Detection is a pipeline: logs flow in, rules match suspicious activity, alerts flow out to analysts. Understand the flow and the SIEM that runs it before writing a single rule.
Why: a Security Operations Center (SOC) detects attacks by collecting logs from across the environment, matching them against detection logic, and raising alerts for humans to investigate — so detection is a data pipeline, not a product you buy. When: think in terms of this flow when designing any detection. Where: the SIEM (Security Information and Event Management) is the engine that ingests, stores, searches, and alerts on that log data.
SOURCES ─► COLLECT ─► NORMALIZE ─► DETECT ─► ALERT ─► TRIAGE ─► RESPOND
(endpoints, (agents/ (common (rules/ (to an (analyst (IR — see
servers, syslog) schema) ML) queue) reviews) DFIR course)
network,
cloud, apps)
The SIEM runs COLLECT -> DETECT -> ALERT. Good detection needs good data.Why: a SIEM centralizes logs from everywhere so you can search across them, correlate events from different sources, and run detection rules continuously — no single log tells the whole story of an attack. When: route all security-relevant logs into it. Where: Splunk, Elastic (ELK), Microsoft Sentinel, and Wazuh (open-source) are common SIEMs; the concepts transfer between them.
A SIEM gives you:
CENTRALIZATION one place for endpoint + network + cloud + app logs
SEARCH query across all of it fast (over huge volumes)

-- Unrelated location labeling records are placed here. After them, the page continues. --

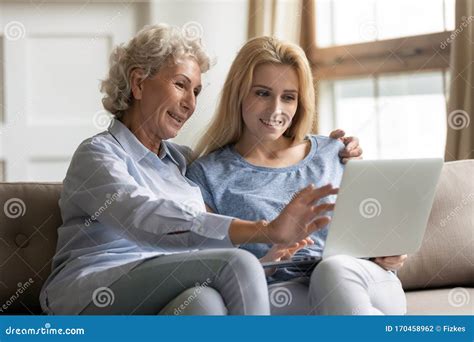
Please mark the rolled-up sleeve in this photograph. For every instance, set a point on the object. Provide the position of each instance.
(99, 184)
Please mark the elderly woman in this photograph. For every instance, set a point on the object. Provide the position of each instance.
(136, 237)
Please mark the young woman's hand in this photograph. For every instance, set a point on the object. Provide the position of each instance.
(391, 263)
(301, 217)
(278, 252)
(352, 149)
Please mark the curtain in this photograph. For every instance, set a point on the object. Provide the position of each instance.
(292, 20)
(460, 125)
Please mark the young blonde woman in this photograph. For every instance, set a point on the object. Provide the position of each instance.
(258, 152)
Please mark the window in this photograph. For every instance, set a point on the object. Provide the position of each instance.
(382, 73)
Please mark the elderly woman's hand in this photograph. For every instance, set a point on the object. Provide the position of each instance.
(301, 217)
(352, 149)
(391, 263)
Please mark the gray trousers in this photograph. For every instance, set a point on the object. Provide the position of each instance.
(340, 285)
(208, 282)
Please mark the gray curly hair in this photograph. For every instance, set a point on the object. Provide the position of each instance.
(148, 50)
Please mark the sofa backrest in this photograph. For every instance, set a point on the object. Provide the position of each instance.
(446, 258)
(29, 218)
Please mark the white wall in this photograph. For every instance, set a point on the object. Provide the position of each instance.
(224, 29)
(53, 54)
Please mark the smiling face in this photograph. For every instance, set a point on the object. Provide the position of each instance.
(271, 104)
(168, 99)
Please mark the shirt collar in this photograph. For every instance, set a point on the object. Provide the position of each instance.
(132, 145)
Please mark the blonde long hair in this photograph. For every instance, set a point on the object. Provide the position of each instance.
(227, 125)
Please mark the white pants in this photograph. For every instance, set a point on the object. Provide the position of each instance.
(340, 285)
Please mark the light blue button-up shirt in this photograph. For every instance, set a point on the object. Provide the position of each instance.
(122, 204)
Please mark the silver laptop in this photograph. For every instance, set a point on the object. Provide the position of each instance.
(383, 207)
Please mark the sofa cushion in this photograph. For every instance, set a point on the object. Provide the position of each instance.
(446, 258)
(455, 301)
(29, 220)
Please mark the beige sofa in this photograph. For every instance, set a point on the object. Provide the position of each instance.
(439, 279)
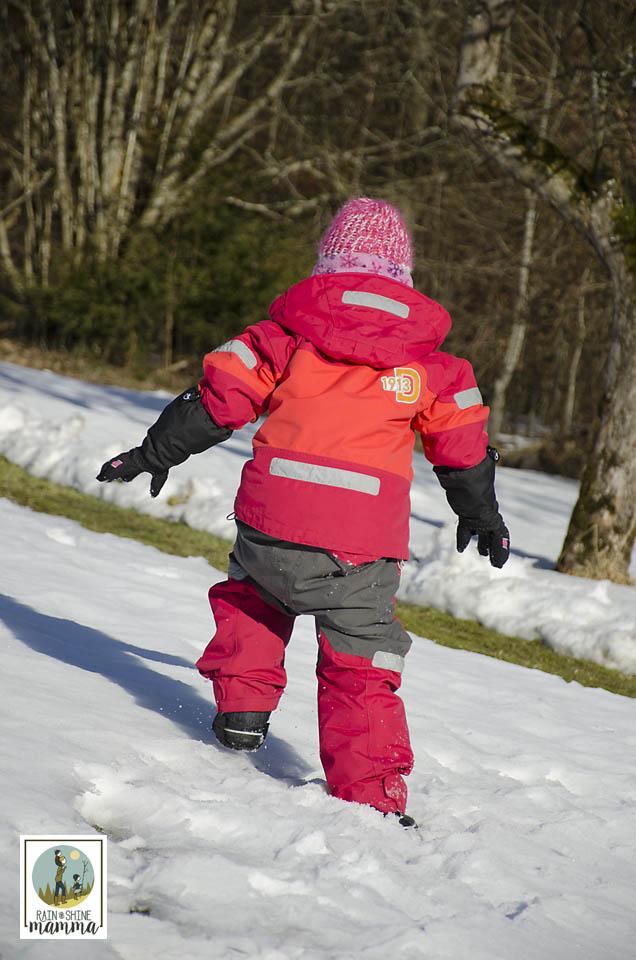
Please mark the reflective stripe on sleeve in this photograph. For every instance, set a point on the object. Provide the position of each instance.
(468, 398)
(241, 350)
(388, 661)
(359, 298)
(326, 476)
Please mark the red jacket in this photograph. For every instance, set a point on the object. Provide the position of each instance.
(347, 369)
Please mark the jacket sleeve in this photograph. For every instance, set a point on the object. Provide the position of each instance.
(453, 420)
(240, 375)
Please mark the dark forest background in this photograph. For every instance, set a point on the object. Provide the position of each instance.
(167, 167)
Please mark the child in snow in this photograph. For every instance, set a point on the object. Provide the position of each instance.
(347, 368)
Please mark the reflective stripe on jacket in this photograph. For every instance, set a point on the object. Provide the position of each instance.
(347, 368)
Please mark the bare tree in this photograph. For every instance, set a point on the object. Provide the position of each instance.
(127, 106)
(602, 528)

CORRELATION link events from different sources into one story
DETECTION run rules continuously; alert on matches
RETENTION keep logs long enough to investigate + comply
Examples: Splunk, Elastic/ELK, Microsoft Sentinel, Wazuh (open source).Why: you cannot detect what you do not log — a rule for "PowerShell downloading a file" is useless if PowerShell logging is off — so detection engineering starts with ensuring the right telemetry exists. When: before writing a rule, confirm the source data is collected and complete. Where: this is why log-source coverage (next lesson) precedes rule writing.

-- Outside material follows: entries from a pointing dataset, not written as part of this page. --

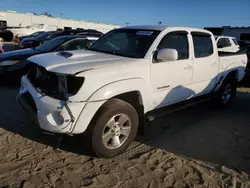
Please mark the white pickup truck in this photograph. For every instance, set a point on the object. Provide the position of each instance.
(32, 29)
(227, 44)
(107, 91)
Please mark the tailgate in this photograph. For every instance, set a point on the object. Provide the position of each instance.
(234, 62)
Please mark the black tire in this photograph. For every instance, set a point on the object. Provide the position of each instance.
(229, 86)
(93, 136)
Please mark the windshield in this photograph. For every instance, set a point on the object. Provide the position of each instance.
(52, 44)
(40, 26)
(126, 42)
(54, 35)
(43, 35)
(36, 34)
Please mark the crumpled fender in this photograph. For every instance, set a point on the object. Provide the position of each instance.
(122, 86)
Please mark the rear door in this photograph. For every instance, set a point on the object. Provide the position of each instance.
(225, 45)
(206, 63)
(171, 80)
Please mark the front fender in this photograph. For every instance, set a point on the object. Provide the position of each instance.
(122, 86)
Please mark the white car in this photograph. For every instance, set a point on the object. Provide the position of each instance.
(227, 44)
(107, 91)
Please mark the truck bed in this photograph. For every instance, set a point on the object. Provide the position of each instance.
(240, 52)
(233, 61)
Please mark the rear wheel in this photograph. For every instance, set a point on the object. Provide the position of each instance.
(113, 128)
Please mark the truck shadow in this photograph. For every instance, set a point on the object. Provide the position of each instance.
(201, 132)
(206, 133)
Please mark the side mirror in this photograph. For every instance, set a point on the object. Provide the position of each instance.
(35, 44)
(219, 46)
(167, 54)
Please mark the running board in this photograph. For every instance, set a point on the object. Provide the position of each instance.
(164, 111)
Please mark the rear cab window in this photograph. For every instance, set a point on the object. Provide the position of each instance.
(203, 45)
(235, 41)
(177, 40)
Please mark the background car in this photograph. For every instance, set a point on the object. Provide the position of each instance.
(13, 64)
(32, 42)
(32, 35)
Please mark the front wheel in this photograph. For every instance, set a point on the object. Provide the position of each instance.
(227, 91)
(113, 128)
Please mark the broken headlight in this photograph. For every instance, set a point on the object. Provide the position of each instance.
(58, 86)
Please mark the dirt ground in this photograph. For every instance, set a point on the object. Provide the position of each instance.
(201, 146)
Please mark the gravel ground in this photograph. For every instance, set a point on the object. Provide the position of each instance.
(197, 147)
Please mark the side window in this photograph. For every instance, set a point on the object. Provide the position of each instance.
(235, 41)
(221, 43)
(227, 42)
(203, 45)
(76, 45)
(177, 41)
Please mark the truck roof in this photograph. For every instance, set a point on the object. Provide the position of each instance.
(162, 27)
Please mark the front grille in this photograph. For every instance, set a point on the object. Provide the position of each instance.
(28, 98)
(46, 82)
(52, 84)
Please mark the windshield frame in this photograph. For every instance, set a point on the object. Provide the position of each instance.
(155, 34)
(52, 47)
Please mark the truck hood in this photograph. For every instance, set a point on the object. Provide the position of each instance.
(76, 61)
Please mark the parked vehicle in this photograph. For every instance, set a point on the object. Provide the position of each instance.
(108, 91)
(227, 44)
(246, 49)
(13, 64)
(85, 32)
(32, 29)
(32, 35)
(32, 42)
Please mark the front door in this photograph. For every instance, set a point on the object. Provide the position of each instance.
(206, 63)
(171, 81)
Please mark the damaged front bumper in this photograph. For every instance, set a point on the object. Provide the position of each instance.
(52, 115)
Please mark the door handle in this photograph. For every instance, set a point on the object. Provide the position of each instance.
(188, 67)
(214, 64)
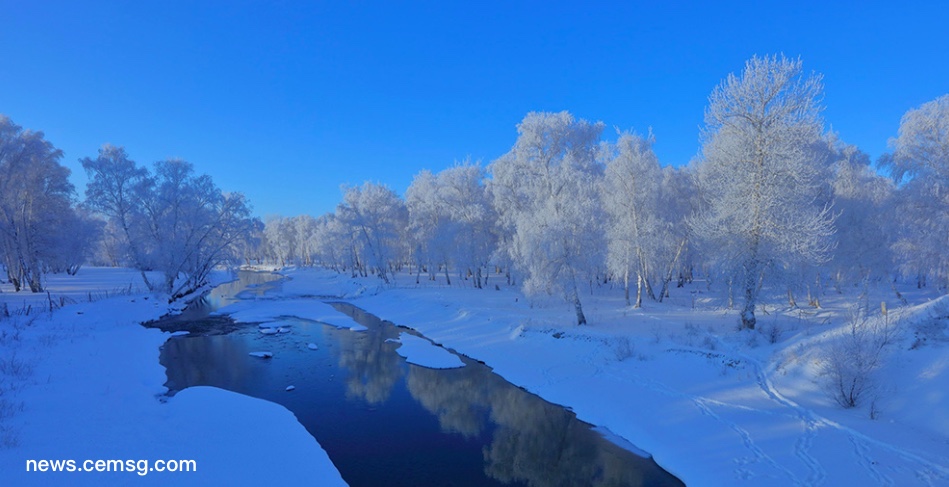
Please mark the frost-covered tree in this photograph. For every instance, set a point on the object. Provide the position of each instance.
(375, 218)
(631, 199)
(39, 228)
(450, 221)
(465, 198)
(173, 220)
(920, 165)
(863, 203)
(281, 241)
(758, 177)
(545, 192)
(430, 228)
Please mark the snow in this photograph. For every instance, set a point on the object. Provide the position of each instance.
(712, 405)
(270, 310)
(90, 387)
(420, 351)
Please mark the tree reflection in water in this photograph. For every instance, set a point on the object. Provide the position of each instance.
(386, 422)
(373, 366)
(533, 441)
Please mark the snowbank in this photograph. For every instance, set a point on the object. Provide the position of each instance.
(93, 390)
(420, 351)
(711, 405)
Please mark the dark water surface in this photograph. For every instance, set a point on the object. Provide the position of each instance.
(385, 422)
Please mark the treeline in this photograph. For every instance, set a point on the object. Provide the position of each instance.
(772, 197)
(168, 219)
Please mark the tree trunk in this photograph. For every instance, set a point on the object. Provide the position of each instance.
(581, 320)
(748, 312)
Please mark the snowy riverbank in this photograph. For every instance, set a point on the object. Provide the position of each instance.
(84, 383)
(713, 405)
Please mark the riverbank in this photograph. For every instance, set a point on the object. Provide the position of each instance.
(83, 382)
(713, 405)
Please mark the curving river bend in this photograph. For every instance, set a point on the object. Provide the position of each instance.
(384, 421)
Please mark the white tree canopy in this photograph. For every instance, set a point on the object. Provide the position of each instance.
(758, 177)
(545, 192)
(920, 164)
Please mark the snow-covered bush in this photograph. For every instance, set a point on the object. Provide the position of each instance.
(848, 366)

"We didn't detect it" almost always means "we weren't logging it."
Before any detection rule, ask:
- is the source log being collected at all?
- is it complete (right verbosity / audit level enabled)?
- is it reaching the SIEM reliably (no gaps)?
- is it retained long enough to investigate after the fact?
No data -> no detection. Coverage first, rules second.